Link parameters for Intel MKL Lapack:
MKL_PATH = $(MKLROOT)/lib/intel64 IFC_PATH = $(INTEL_IFORT_HOME)/lib/intel64 # link flags LDFLAGS = $(MKL_PATH)/libmkl_lapack95_lp64.a \ -Wl,--start-group \ $(MKL_PATH)/libmkl_intel_lp64.a \ $(MKL_PATH)/libmkl_intel_thread.a \ $(MKL_PATH)/libmkl_core.a \ -Wl,--end-group \ $(IFC_PATH)/libiomp5.a -lpthread
Link parameters for Intel MKL Scalapack with SGI MPT:
MKL_PATH = $(MKLROOT)/lib/intel64 IFC_PATH = $(INTEL_IFORT_HOME)/lib/intel64 # link flags LDFLAGS = $(MKL_PATH)/libmkl_scalapack_lp64.a \ $(MKL_PATH)/libmkl_blacs_sgimpt_lp64.a \ $(MKL_PATH)/libmkl_lapack95_lp64.a \ -Wl,--start-group \ $(MKL_PATH)/libmkl_intel_lp64.a \ $(MKL_PATH)/libmkl_intel_thread.a \ $(MKL_PATH)/libmkl_core.a \ -Wl,--end-group \ $(IFC_PATH)/libiomp5.a -lpthread
Compile and link parameters for Intel MKL FFT:
FFTW_PATH = $(INTEL_MKL_HOME) FFTW_INC = $(FFTW_PATH)/include/fftw FFLAGS = -I$(FFTW_INC) LDFLAGS = $(FFTW_PATH)/lib/intel64/libfftw3xf_intel.a
Profiling with Amplifier
To profile an OMP program set in the job file: PROF="amplxe-cl -collect hotspots"

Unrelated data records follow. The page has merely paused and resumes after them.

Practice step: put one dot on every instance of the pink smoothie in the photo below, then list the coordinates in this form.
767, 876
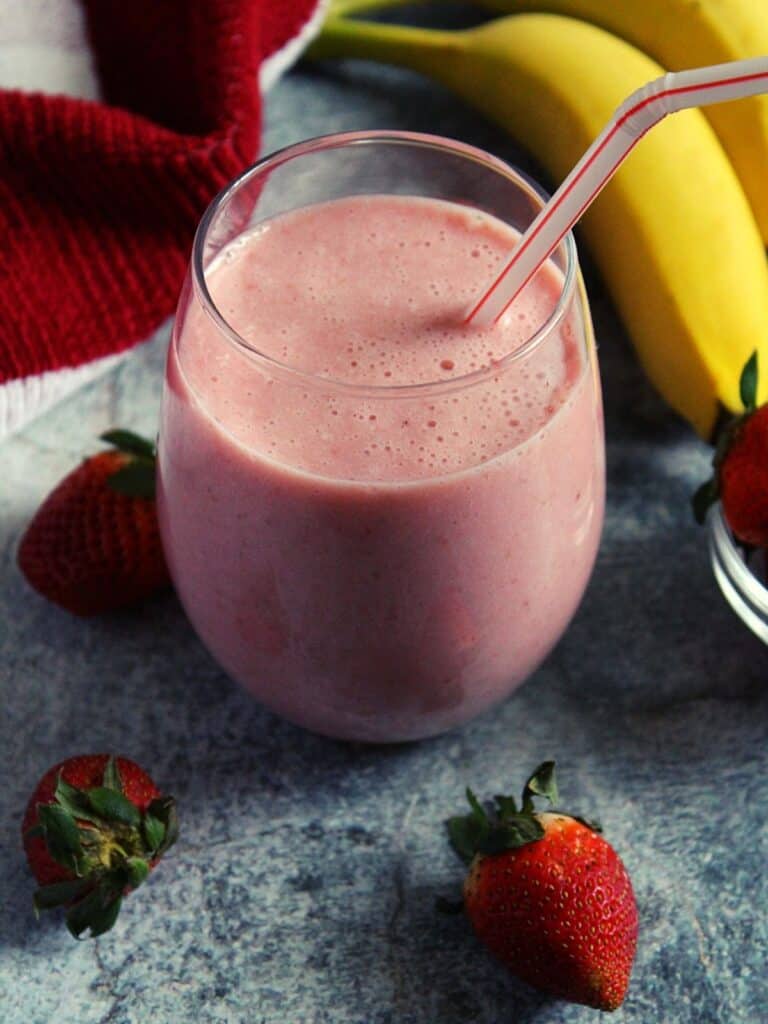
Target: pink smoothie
373, 560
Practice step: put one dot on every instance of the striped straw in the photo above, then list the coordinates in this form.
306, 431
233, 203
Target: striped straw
638, 114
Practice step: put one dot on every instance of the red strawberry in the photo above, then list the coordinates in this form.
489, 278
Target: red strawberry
740, 468
94, 544
93, 829
548, 895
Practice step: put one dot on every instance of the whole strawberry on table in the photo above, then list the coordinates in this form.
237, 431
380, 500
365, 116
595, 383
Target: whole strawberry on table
94, 827
94, 545
739, 477
548, 895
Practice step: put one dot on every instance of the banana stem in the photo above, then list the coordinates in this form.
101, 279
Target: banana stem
393, 44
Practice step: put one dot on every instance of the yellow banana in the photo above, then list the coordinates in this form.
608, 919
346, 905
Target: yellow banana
686, 34
678, 34
673, 233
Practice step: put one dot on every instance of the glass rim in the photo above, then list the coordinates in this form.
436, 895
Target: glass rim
337, 140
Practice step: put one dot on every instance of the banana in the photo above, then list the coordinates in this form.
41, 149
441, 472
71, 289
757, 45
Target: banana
678, 34
685, 34
673, 233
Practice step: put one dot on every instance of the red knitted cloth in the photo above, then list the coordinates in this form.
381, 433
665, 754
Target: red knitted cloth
98, 202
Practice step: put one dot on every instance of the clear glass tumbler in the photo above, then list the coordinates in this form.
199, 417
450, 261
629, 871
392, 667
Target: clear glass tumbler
377, 561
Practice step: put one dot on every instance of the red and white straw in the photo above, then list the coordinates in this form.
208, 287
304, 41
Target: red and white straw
634, 118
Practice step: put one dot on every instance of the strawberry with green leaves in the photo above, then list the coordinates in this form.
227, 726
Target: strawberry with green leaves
94, 544
548, 895
739, 479
93, 829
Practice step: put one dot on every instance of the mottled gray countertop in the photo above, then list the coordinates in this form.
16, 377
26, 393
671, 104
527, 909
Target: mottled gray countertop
302, 888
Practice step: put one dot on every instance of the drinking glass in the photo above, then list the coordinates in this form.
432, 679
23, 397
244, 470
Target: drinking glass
357, 601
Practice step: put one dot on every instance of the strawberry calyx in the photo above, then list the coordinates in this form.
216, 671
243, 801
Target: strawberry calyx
709, 493
135, 477
501, 824
105, 843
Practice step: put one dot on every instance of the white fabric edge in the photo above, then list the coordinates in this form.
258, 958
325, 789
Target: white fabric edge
27, 397
282, 59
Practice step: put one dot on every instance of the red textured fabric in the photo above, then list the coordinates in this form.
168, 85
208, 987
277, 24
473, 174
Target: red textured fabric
99, 202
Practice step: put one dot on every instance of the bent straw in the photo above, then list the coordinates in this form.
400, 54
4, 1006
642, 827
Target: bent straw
633, 119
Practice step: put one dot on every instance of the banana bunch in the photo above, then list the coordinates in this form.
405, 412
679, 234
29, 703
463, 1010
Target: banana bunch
674, 235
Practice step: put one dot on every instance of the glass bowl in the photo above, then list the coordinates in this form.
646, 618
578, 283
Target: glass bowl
740, 574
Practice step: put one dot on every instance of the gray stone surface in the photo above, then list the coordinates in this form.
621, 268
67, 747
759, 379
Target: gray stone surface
302, 889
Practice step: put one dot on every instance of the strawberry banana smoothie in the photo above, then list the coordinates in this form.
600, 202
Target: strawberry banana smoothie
377, 519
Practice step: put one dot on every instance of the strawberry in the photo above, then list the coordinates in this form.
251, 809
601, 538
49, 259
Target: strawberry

To check the collected data:
amplxe-cl -report hotspots -r r000hs
Static Linking Intel 10.1
Makefile parameters for some the most usual cases.
Link parameters for Intel MKL Lapack:
MKL_PATH = $(INTEL_MKL_HOME)/lib/em64t IFC_PATH = $(INTEL_IFORT_HOME)/lib # link flags LDFLAGS = $(MKL_PATH)/libmkl_lapack95_lp64.a \ -Wl,--start-group \ $(MKL_PATH)/libmkl_intel_lp64.a \ $(MKL_PATH)/libmkl_intel_thread.a \ $(MKL_PATH)/libmkl_core.a \ -Wl,--end-group \ $(IFC_PATH)/libiomp5.a -lpthread
Link parameters for Intel MKL Scalapack with SGI MPT:
MKL_PATH = $(INTEL_MKL_HOME)/lib/em64t IFC_PATH = $(INTEL_IFORT_HOME)/lib # link flags LDFLAGS = $(MKL_PATH)/libmkl_scalapack_lp64.a \ $(MKL_PATH)/libmkl_blacs_sgimpt_lp64.a \ $(MKL_PATH)/libmkl_lapack95_lp64.a \ -Wl,--start-group \ $(MKL_PATH)/libmkl_intel_lp64.a \ $(MKL_PATH)/libmkl_intel_thread.a \ $(MKL_PATH)/libmkl_core.a \ -Wl,--end-group \ $(IFC_PATH)/libiomp5.a -lpthread
Compile and link parameters for Intel MKL FFT:
FFTW_PATH = $(INTEL_MKL_HOME) FFTW_INC = $(FFTW_PATH)/include/fftw FFLAGS = -I$(FFTW_INC) LDFLAGS = $(FFTW_PATH)/lib/em64t/libfftw3xf_intel.a
Visualization
Application | Required Modules | Shell Manager | Description |
---|---|---|---|
VMD | cuda/4.1.28 vmd/1.9.1 | vmdmgr | General visualizer |
Statically linked intel MPI VASP
You can use statically linked VASP version (4.3.1 and up) on skynet, or any machine (debrecen, budapest etc.) as long as you have an intel MPI runtime available.